When these types of practices are challenged, the courts referee. In the first three years of the Trump administration, for instance, federal judges have halted numerous proposed changes under immigration laws, prompting the White House to issue an Oct. 11 statement titled, “Activist Judicial Rulings Block the Administration From Enforcing Our Nation’s Immigration Laws.” Many of these cases are on appeal.
The most enduring U.S. Supreme Court decision dealing with the balance between executive and legislative authority came after President Harry Truman signed Executive Order 10340, which placed all U.S. steel mills under federal control during the Korean War. In 1952, the Supreme Court ruled 6-3 in Youngstown Sheet & Tube Co. v. Sawyer that Truman had overstepped his authority because he attempted to make law rather than clarify an existing piece of legislation.
Justice Robert Jackson, in a concurring opinion, put forth a three-part test that is still relied upon by courts today in navigating conflicts between executive and legislative authority. Jackson said the president’s powers were at their height when he had the direct or implied authorization from Congress to act; at their middle ground or “a zone of twilight,” as he put it, when acting without either a congressional grant or denial of authority; and “at its lowest ebb” when a president acted against the expressed wishes of Congress.

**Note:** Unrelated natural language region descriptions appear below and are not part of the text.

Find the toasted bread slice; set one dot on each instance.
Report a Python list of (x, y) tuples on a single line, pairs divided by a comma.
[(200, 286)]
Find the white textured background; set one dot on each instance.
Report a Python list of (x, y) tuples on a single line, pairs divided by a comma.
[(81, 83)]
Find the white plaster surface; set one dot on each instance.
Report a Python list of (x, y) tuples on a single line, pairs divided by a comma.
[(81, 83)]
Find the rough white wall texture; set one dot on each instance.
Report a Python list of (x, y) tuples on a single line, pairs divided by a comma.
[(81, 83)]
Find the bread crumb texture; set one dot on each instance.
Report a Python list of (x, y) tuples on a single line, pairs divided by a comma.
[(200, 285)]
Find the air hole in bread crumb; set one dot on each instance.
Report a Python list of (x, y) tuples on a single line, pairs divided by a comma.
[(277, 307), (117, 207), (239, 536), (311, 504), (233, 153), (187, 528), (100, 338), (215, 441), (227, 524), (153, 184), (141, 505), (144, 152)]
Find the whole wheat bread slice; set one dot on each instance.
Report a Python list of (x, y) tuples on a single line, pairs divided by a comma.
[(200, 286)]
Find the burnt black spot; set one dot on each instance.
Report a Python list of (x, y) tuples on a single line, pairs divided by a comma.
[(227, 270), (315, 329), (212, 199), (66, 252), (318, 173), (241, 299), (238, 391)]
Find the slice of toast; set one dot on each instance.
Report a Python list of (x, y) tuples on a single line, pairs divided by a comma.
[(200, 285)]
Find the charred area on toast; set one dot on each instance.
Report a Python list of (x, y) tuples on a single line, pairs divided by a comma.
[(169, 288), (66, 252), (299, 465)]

Two decades later, President Richard Nixon attempted to block a special prosecutor’s attempt to secure presidential recordings as part of the Watergate investigation. His attorneys argued both separation of powers and confidentiality. But in U.S. v. Nixon, a unanimous Supreme Court ruled that “neither the doctrine of separation of powers nor the need for confidentiality of high-level communications, without more, can sustain an absolute, unqualified presidential privilege of immunity from judicial process under all circumstances.”
“Absent a claim of need to protect military, diplomatic or sensitive national security secrets, we find it difficult to accept the argument that even the very important interest in confidentiality of Presidential communications is significantly diminished by production of such material for in camera inspection with all the protection that a district court will be obliged to provide,” the court ruled.
The extent of presidential power in foreign and military matters remains largely undefined. In Zivotofsky v. Kerry in 2016, the Supreme Court struck down a congressional mandate that allowed a person born in Jerusalem to record the place of birth on a U.S. passport as “Israel.” The court said this section in a State Department authorization act constituted an infringement of the separation of powers, because the president’s power to recognize foreign sovereigns is exclusive and overrides Congress’s authority to regulate passports. The court also noted that in separation-of-powers cases it puts “significant weight upon historical practice.”
The separation-of-powers argument is likely to move to the public forefront in the coming months as battles between the executive and legislative branches regarding oversight and impeachment play out in the courts. In these cases, judges would be expected to consider legal precedent and the continued viability of Justice Jackson’s enduring three-prong test.